Chaïbia Talal Chtouka, 1929-2004

Biographie

L'arrivée de Chaïbia dans le monde de l'art est chargée de légende. Plusieurs signes auraient prédestiné la jeune femme. Une femme sourde et muette lui apprend, dans une zaouia - un sanctuaire musulman - qu'elle a un talent caché. Une nuit, Chaïbia rêve que des voix lui enjoignent de prendre toile et pinceaux. Le jour suivant, encouragé par son fils artiste, elle commence à peindre, avec les doigts, sur du carton et du bois. Mariée à 13 ans, Chaïbia est veuve à 15 ans, et mère d'un enfant. Pour gagner sa vie, elle nettoie la laine. Elle n'est jamais allée à l'école et demeure toute sa vie analphabète. Son fils a un atelier de peinture. Un jour, le peintre Ahmed Cherkaoui (1934-1967) visite l'atelier en compagnie du conservateur et critique Pierre Gaudibert : ils découvrent les toiles de Chaïbia. Gaudibert encourage alors Chaïbia à exposer. En 1966, ses œuvres sont montrées avec succès au Goethe Institut de Casablanca. Elle participe dès lors à d'importantes expositions d'art brut. Certains soulignent la proximité de ses peintures avec les œuvres du groupe Cobra, et on rapporte qu'un jour Guillaume Cornelis van Beverloo se serait mis à genoux devant ses toiles… Au Maroc, cependant, la réception de l'œuvre de Chaïbia est longtemps plus mitigée. Dans les années 1960, les tenants des mouvements artistiques marocains - essentiellement des hommes - rejettent sa peinture, qu'ils accusent de contribuer à l'image d'un sous-développement du Maroc.

 

Peintre autodidacte, coloriste intrépide, Chaïbia réalise une œuvre qui peut être qualifiée de spontanée, naïve, sensorielle. Elle peint en plein air, souvent sur de très grandes toiles, à la gouache et à l'encre de Chine. Elle utilise les couleurs sans les mélanger, à la sortie du tube, et ce chromatisme importe le plus à son art. Appliquées sur la toile, souvent sous forme de grands aplats cernés de noir, les teintes sont à la fois virulentes et affectives. Leur disposition intuitive recrée l'univers dans lequel la peintre est venue au monde : la campagne marocaine.
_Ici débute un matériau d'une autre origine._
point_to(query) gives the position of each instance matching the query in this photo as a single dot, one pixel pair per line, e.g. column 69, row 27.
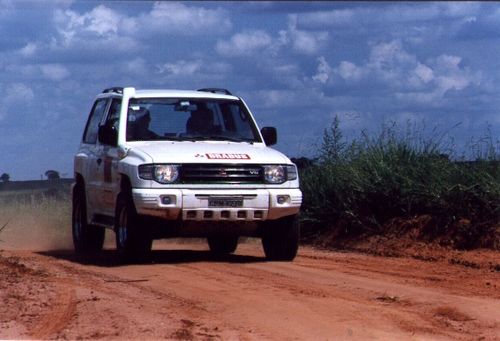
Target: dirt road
column 184, row 293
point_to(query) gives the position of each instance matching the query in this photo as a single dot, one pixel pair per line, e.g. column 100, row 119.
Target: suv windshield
column 189, row 119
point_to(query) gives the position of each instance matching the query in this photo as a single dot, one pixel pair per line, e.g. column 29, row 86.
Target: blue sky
column 297, row 65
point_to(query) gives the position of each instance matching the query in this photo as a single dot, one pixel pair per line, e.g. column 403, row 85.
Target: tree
column 52, row 175
column 5, row 177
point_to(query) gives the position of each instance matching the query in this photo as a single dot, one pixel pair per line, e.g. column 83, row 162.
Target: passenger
column 201, row 122
column 138, row 125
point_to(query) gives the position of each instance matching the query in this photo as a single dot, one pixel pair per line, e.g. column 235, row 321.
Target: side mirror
column 270, row 135
column 108, row 135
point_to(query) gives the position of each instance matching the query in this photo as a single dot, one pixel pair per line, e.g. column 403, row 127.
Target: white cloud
column 305, row 42
column 323, row 72
column 424, row 73
column 245, row 43
column 28, row 50
column 182, row 67
column 193, row 71
column 396, row 13
column 19, row 92
column 250, row 42
column 175, row 17
column 349, row 71
column 99, row 22
column 55, row 72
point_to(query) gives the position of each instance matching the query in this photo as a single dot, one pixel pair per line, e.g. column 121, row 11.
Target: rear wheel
column 280, row 239
column 86, row 238
column 222, row 245
column 133, row 235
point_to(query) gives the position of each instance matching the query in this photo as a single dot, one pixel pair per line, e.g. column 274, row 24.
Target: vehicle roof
column 155, row 93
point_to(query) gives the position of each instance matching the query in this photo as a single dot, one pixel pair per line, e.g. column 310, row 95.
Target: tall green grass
column 35, row 223
column 357, row 186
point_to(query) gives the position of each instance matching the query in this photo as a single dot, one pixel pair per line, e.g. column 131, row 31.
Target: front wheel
column 86, row 238
column 133, row 237
column 222, row 245
column 280, row 238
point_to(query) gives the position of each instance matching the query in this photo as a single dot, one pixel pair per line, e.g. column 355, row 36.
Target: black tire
column 133, row 235
column 222, row 245
column 280, row 239
column 86, row 238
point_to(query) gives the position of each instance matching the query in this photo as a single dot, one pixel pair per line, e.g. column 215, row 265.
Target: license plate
column 225, row 202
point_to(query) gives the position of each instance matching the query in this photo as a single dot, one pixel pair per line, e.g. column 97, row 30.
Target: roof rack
column 216, row 91
column 116, row 89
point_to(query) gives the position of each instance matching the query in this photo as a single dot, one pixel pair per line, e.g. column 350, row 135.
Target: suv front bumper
column 193, row 204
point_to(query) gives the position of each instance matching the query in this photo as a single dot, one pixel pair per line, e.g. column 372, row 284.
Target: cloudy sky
column 296, row 64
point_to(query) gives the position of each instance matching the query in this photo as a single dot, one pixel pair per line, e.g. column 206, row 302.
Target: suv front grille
column 221, row 173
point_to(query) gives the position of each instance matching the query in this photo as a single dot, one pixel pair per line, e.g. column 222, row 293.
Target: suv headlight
column 274, row 174
column 278, row 174
column 164, row 174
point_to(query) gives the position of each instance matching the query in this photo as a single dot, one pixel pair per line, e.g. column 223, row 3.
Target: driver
column 138, row 125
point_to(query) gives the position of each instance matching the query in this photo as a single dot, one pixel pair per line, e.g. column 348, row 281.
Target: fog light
column 167, row 200
column 282, row 199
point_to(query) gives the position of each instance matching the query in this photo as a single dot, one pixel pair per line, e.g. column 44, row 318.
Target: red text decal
column 227, row 156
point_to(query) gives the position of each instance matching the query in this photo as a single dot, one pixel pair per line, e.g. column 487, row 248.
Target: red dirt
column 184, row 293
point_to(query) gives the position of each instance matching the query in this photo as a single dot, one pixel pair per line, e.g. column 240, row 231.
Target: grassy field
column 39, row 224
column 364, row 186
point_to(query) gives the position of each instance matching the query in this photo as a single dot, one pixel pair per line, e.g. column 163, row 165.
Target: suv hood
column 209, row 152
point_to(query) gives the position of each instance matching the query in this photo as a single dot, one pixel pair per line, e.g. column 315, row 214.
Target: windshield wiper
column 217, row 138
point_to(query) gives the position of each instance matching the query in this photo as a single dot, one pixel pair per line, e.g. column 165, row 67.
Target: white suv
column 171, row 163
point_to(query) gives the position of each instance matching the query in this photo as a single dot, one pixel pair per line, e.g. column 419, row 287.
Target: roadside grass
column 365, row 185
column 35, row 223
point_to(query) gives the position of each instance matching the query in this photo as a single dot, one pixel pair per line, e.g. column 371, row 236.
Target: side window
column 98, row 110
column 114, row 113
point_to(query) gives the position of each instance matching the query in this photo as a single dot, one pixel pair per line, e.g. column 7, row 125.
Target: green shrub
column 357, row 186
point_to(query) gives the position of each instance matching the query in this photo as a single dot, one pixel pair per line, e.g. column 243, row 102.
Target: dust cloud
column 41, row 227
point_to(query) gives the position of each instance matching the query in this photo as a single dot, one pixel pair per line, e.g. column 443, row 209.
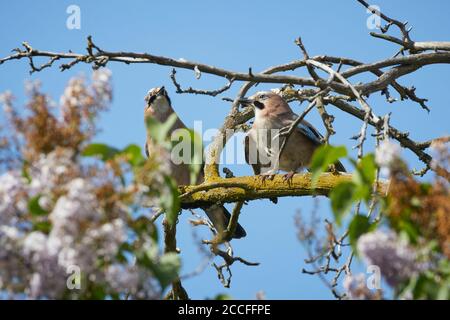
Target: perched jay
column 159, row 107
column 263, row 141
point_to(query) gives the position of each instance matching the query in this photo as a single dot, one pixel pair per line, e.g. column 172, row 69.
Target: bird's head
column 266, row 103
column 158, row 103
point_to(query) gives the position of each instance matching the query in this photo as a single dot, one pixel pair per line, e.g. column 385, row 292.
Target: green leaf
column 170, row 201
column 35, row 208
column 101, row 150
column 134, row 155
column 342, row 197
column 323, row 157
column 157, row 130
column 167, row 268
column 358, row 226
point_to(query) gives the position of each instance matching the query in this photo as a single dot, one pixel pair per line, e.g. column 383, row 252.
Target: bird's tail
column 220, row 217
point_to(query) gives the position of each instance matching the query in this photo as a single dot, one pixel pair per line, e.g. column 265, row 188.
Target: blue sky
column 233, row 35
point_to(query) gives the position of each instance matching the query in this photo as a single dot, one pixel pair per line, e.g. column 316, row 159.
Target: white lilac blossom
column 387, row 155
column 395, row 258
column 82, row 233
column 51, row 170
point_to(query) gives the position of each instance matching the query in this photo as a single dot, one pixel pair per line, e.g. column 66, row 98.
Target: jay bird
column 158, row 106
column 263, row 142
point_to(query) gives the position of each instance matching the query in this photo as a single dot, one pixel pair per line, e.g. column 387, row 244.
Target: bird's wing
column 249, row 144
column 304, row 127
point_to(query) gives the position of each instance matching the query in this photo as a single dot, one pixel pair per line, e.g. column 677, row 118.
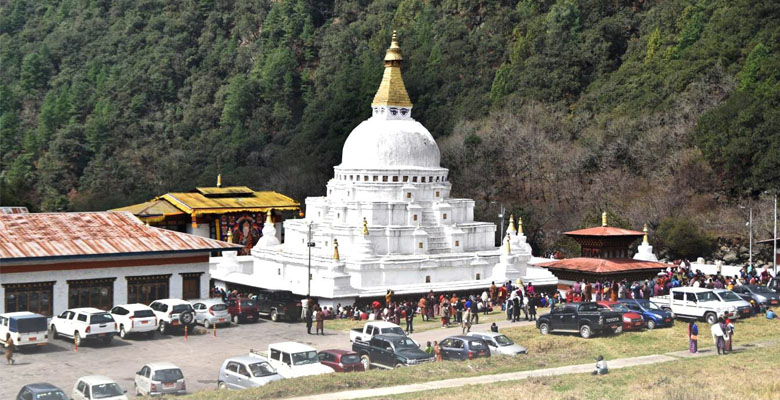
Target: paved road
column 199, row 357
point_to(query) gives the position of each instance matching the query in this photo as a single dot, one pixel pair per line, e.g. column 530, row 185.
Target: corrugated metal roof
column 602, row 266
column 48, row 235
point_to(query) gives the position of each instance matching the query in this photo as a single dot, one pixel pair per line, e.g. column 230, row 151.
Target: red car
column 341, row 360
column 632, row 321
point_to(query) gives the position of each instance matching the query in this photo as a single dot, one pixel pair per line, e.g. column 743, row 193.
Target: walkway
column 512, row 376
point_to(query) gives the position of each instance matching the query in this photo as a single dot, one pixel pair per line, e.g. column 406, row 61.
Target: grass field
column 544, row 351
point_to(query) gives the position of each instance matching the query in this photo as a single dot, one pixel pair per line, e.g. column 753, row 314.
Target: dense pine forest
column 664, row 112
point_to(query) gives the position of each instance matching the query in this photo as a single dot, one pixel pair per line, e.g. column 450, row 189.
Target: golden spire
column 392, row 91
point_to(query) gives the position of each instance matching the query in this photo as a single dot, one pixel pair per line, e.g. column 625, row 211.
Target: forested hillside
column 556, row 108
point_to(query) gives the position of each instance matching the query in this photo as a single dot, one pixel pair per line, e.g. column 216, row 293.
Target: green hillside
column 557, row 109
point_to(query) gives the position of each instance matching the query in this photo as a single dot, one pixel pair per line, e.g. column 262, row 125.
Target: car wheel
column 585, row 331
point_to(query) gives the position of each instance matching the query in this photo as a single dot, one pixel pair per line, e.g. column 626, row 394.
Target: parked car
column 84, row 323
column 632, row 321
column 134, row 318
column 209, row 312
column 760, row 294
column 293, row 360
column 173, row 313
column 693, row 302
column 27, row 330
column 585, row 318
column 499, row 343
column 341, row 360
column 46, row 391
column 371, row 329
column 245, row 372
column 654, row 316
column 463, row 348
column 159, row 378
column 390, row 351
column 242, row 309
column 97, row 387
column 279, row 305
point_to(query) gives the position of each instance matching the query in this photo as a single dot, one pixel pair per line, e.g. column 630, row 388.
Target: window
column 98, row 293
column 33, row 297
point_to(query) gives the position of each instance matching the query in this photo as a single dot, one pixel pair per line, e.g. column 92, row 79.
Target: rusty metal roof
column 56, row 235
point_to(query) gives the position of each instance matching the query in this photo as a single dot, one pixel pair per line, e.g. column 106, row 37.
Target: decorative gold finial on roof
column 392, row 91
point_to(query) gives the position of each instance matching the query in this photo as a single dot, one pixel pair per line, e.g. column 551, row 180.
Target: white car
column 84, row 323
column 293, row 360
column 499, row 344
column 160, row 378
column 134, row 318
column 173, row 313
column 209, row 312
column 97, row 387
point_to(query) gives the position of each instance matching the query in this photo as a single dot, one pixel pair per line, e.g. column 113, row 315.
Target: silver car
column 245, row 372
column 500, row 344
column 209, row 312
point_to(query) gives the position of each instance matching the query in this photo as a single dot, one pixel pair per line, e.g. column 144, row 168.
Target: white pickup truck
column 293, row 360
column 373, row 328
column 699, row 303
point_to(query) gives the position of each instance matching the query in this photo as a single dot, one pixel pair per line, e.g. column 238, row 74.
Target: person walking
column 9, row 350
column 693, row 336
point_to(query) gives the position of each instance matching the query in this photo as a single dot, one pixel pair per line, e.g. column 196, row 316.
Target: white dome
column 379, row 143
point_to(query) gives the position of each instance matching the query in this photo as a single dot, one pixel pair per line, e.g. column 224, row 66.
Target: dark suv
column 585, row 318
column 242, row 309
column 279, row 305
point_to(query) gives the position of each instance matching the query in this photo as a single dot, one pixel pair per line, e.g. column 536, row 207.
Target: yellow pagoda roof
column 392, row 91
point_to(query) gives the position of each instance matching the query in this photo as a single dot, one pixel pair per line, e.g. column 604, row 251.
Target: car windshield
column 350, row 359
column 503, row 340
column 404, row 343
column 101, row 318
column 729, row 296
column 261, row 369
column 106, row 390
column 167, row 375
column 53, row 395
column 307, row 357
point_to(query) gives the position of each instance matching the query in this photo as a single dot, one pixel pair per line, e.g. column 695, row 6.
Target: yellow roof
column 392, row 91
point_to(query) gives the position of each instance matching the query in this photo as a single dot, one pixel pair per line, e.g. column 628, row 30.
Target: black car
column 390, row 351
column 463, row 348
column 41, row 391
column 585, row 318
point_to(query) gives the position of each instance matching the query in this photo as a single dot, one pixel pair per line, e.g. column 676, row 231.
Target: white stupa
column 388, row 206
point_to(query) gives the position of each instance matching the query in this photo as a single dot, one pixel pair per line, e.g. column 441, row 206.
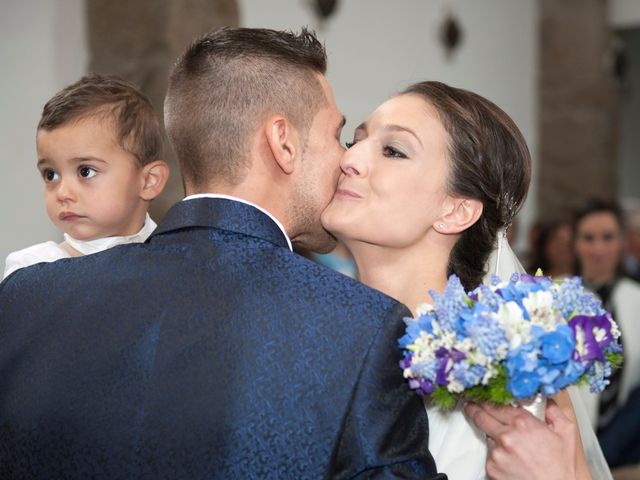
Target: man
column 213, row 351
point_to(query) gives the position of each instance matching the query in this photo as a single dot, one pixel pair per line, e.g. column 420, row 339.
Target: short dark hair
column 489, row 161
column 594, row 206
column 137, row 127
column 599, row 205
column 229, row 81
Chaïbia en représente les protagonistes traditionnels, dans autant de portraits : la mariée, le conteur, la danseuse, la jeune fille de Casablanca, dans autant. La Femme berbère (collection privée), une de ses toutes premières toiles, est peut-être un autoportrait : on y voit une femme apeurée, les yeux fermés, mais qui semble sur le point de s'exprimer et alors - à en croire le faste des couleurs - à exprimer un imaginaire très vif. L'humour constitue aussi une part importante de ses œuvres. Le goût de la fête, comme celle des fantasias, revient de façon récurrente.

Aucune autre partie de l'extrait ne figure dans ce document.